Resident Evil was the first game I had ever played that truly disturbed me. When I say disturbed, I’m putting it lightly. Resident Evil shook me to the very core of my adolescence. That’s not to say that I hadn’t been truly scared before. I saw Puppet Master when I was six and I still hate dolls of any kind because of it.
This was a different kind of fear. To this day, I still have trouble explaining what I felt that night. The closest I could come to describing it is with the word “altering.”. That’s exactly what the opening of that game did to me, it altered how I saw video games from that point forward. It had removed me from the realm of childish innocence where you were a cartoon mascot and thrust me into a new world where video games could be more than just something you did to play in silly little worlds with wacky characters. As it turns out, They could be something you do to raise your heart rate, feel terror while in the comfort of your own home, and showed me games aren’t exclusively for children.
Nightmares that Linger
I can recall my first steps in the mansion as if they were happening this very moment. The chilling atmosphere, the creaking of the rickety doors, and the feeling of dread that loomed over you always. I wouldn’t call this game an experience so much as it was an experiment on my psyche. This kind of mentally abusive horror had been toyed with in the past but developers were never able to quite hit their mark. Yes, that is specifically a call out to the Sega CD, Night Trap It tried and failed to force emotional turmoil. This is where Resident Evil shines.
No matter which character you choose to traverse the halls of this dreaded mansion with, you could never truly feel safe. The first few zombies you come across aren’t so much a threat as they were a shock, Considering the amount of times you needed to shoot one to put them down. No, the true terror in this game comes later.
Hunters, Crimson Heads, and to a lesser extent of fear the dogs. The dogs had two shining moments in this game, but the window and patio scenes were simply jump scares that never affected me beyond the first time it happened.
A New Vision of the Art
Resident Evil altered my view on games, but in truth, it did something more than that. This was the first time a game had forced me to quit playing and go back to other games. I was not capable of dealing with the Crimson Heads upon my initial encounter with them. The first time I heard that stomping coming down the hallway I felt a strange mixture of fear, confusion, and then the urge to poo. One slash to the back and I was down.
That was the end for me. Fast forward to the era of the GameCube and I was around 14 years old. Resident Evil had been remastered and I simply couldn’t resist. This was finally the first time that I would complete a Resident Evil game, in this beautiful remaster. A game that I still believe it’s one of the best looking titles on the GameCube. I was never scared but I certainly had an incredible amount of adrenaline rushing through me throughout the entire game. I suppose this is simply because I was too old by the time this game was released to really be frightened by things anymore.
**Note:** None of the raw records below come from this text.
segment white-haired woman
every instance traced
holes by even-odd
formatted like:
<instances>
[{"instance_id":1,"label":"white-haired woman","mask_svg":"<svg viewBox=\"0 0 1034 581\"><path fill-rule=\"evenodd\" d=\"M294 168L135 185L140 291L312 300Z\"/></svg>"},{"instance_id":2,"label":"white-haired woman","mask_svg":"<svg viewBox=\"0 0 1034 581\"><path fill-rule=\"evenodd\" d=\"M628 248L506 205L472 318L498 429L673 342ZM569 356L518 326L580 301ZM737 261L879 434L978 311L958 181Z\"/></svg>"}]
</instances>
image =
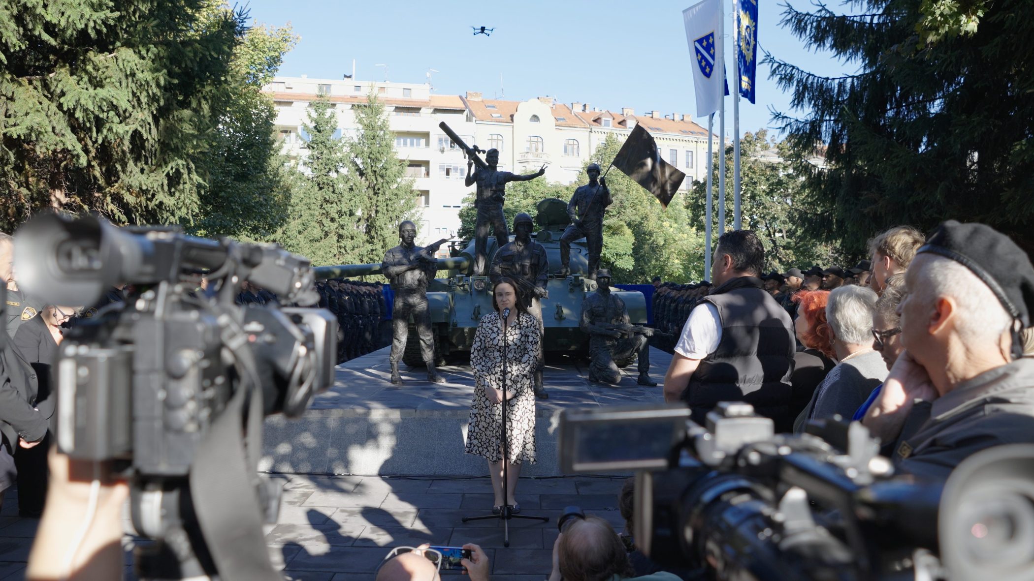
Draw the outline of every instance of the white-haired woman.
<instances>
[{"instance_id":1,"label":"white-haired woman","mask_svg":"<svg viewBox=\"0 0 1034 581\"><path fill-rule=\"evenodd\" d=\"M829 294L826 320L832 331L837 366L816 388L794 422L800 433L809 420L840 416L850 420L869 394L887 376L883 357L873 348L873 312L877 296L864 286L841 286Z\"/></svg>"}]
</instances>

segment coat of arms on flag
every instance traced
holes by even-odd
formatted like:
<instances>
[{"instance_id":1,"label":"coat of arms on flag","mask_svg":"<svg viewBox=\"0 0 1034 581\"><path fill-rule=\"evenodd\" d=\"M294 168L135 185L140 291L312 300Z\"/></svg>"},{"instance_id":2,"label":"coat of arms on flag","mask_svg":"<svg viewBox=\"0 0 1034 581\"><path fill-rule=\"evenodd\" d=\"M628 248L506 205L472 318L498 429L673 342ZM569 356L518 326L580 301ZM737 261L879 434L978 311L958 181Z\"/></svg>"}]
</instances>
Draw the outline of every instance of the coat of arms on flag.
<instances>
[{"instance_id":1,"label":"coat of arms on flag","mask_svg":"<svg viewBox=\"0 0 1034 581\"><path fill-rule=\"evenodd\" d=\"M714 31L694 40L693 49L697 53L697 66L700 67L700 72L710 79L710 73L714 70Z\"/></svg>"}]
</instances>

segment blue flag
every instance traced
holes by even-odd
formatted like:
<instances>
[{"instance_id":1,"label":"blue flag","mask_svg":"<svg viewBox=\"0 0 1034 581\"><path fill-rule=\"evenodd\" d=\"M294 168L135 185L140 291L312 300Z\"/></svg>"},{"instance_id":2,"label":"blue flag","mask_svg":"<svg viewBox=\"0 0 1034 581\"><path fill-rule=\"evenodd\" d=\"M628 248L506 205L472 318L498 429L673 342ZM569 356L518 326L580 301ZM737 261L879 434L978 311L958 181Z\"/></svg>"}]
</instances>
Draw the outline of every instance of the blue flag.
<instances>
[{"instance_id":1,"label":"blue flag","mask_svg":"<svg viewBox=\"0 0 1034 581\"><path fill-rule=\"evenodd\" d=\"M739 63L739 94L754 102L754 73L758 68L758 0L736 0L736 60Z\"/></svg>"}]
</instances>

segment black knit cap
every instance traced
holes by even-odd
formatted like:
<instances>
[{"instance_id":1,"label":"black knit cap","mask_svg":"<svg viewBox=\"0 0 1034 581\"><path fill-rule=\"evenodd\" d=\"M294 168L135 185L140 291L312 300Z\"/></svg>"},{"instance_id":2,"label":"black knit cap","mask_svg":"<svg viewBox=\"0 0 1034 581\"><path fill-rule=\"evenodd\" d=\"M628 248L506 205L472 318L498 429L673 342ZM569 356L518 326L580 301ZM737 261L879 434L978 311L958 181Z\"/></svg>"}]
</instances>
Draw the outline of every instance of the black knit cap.
<instances>
[{"instance_id":1,"label":"black knit cap","mask_svg":"<svg viewBox=\"0 0 1034 581\"><path fill-rule=\"evenodd\" d=\"M926 238L917 254L930 252L963 265L986 284L1005 310L1024 328L1031 326L1034 308L1034 266L1015 242L980 223L948 220ZM1012 350L1023 354L1018 329L1013 329ZM1018 357L1018 356L1017 356Z\"/></svg>"}]
</instances>

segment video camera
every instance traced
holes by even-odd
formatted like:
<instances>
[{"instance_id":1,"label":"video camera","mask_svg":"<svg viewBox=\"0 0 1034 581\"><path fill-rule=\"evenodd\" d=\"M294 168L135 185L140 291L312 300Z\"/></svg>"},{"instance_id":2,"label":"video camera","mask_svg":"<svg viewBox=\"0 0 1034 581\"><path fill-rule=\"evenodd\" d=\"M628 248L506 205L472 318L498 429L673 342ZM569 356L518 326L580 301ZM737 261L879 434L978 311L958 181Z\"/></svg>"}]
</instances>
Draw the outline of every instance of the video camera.
<instances>
[{"instance_id":1,"label":"video camera","mask_svg":"<svg viewBox=\"0 0 1034 581\"><path fill-rule=\"evenodd\" d=\"M1034 579L1034 447L963 462L947 483L894 476L859 423L776 434L725 402L704 428L682 406L566 410L567 472L639 470L636 546L702 578Z\"/></svg>"},{"instance_id":2,"label":"video camera","mask_svg":"<svg viewBox=\"0 0 1034 581\"><path fill-rule=\"evenodd\" d=\"M127 478L133 525L157 541L139 575L278 578L262 519L275 519L279 491L255 476L263 418L304 412L333 384L337 353L337 319L304 307L318 298L309 261L58 215L19 228L14 261L19 285L48 304L90 306L131 285L66 332L54 376L59 450ZM303 306L239 306L245 281Z\"/></svg>"}]
</instances>

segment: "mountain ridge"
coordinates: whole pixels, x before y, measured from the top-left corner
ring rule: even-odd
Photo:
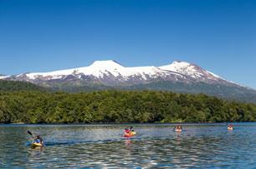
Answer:
[[[174,61],[160,67],[124,67],[116,61],[95,61],[88,67],[0,77],[32,82],[57,91],[166,90],[205,93],[256,102],[256,90],[228,81],[197,64]]]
By the time, I had reached the Tyrant at the end and found out that this entire thing was a plan devised by our leader, Wesker, I was equal parts excited and infuriated. Overall this was one of my favorite experiences as a child and undoubtedly one that shaped the way I appreciate games as an artistic medium to this day.
Play the game. If for some reason, you haven’t at whatever point in your life, you owe it to yourself to play both the original on PS1 and the remake on GameCube. The remake is also available on PS4 and 3. However, I find it best to stick to the classic consoles for that authentic feel.
Protip: If you want to be consumed by fear treat Resident Evil as you would all great horror, enjoy alone, in a dark room with the sound turned up.